À l’issue de la première phase de l’opération d’Audit des allocations familiales, un peu plus d’un tiers des agents publics s’est fait recenser, avec des retardataires qui risquent des sanctions financières.

Par Ulrich Enyegue

La deuxième phase de l’opération d’Audit des allocations familiales (Aalfa) a officiellement démarré le 25 juillet dernier. Au cours d’un point de presse donné par le Directeur général du budget, représentant le ministre des Finances (Minfi), Louis Paul Motaze, un bilan très mitigé de la première étape a été présenté. Seulement 61 856 allocataires ont été recensés sur les 180 806 attendus. Ce chiffre représente un faible taux de réalisation de 34,2 %. Les agents recenseurs ont tout de même pu collecter et vérifier 301 083 actes de naissance. Les autorités déplorent cependant une affluence massive et tardive. Près de 30 % des dossiers ont en effet été déposés lors des trois derniers jours de cette première période.
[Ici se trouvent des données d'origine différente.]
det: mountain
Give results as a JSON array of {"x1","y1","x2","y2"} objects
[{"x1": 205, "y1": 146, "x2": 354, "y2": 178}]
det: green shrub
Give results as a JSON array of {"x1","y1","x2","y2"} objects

La tâche reste donc colossale pour l’administration. Elle attend précisément 118 950 agents publics à auditer. Ces retardataires ont jusqu’au 15 août 2026 pour se mettre en règle. Le Directeur général du budget les exhorte à se rendre rapidement auprès de leurs banques ou des trésoreries générales. Ils doivent impérativement s’y présenter munis d’un dossier complet. Passé ce délai de rigueur, l’État passera à la phase répressive. Les allocations liées aux enfants non recensés seront purement et simplement suspendues. Le gouvernement engagera également des procédures strictes pour récupérer toutes les sommes perçues de manière indue en cas de fraude.

Cette opération sans précédent répond à une véritable urgence budgétaire. Le ministère des Finances a découvert une trajectoire statistique totalement anormale au sein du fichier solde de l’État. En seulement vingt-et-un mois, le nombre d’enfants déclarés à charge a bondi de 55 %. Les registres sont passés de 594 728 enfants pris en charge en juin 2024 à 923 307 en mars 2026. L’enveloppe financière dédiée à ces prestations a logiquement explosé, passant de 21 milliards à 38 milliards Fcfa en moins de deux ans.

Une dérive qui cache de multiples fraudes massives. Certains agents publics sont soupçonnés de gonfler artificiellement leurs salaires en déclarant des enfants fictifs, des enfants décédés ou en effectuant des doubles déclarations. L’objectif final de l’opération d’Audit des allocations familiales lancée par le gouvernement vise donc à extirper les fraudeurs et à assainir durablement les finances publiques.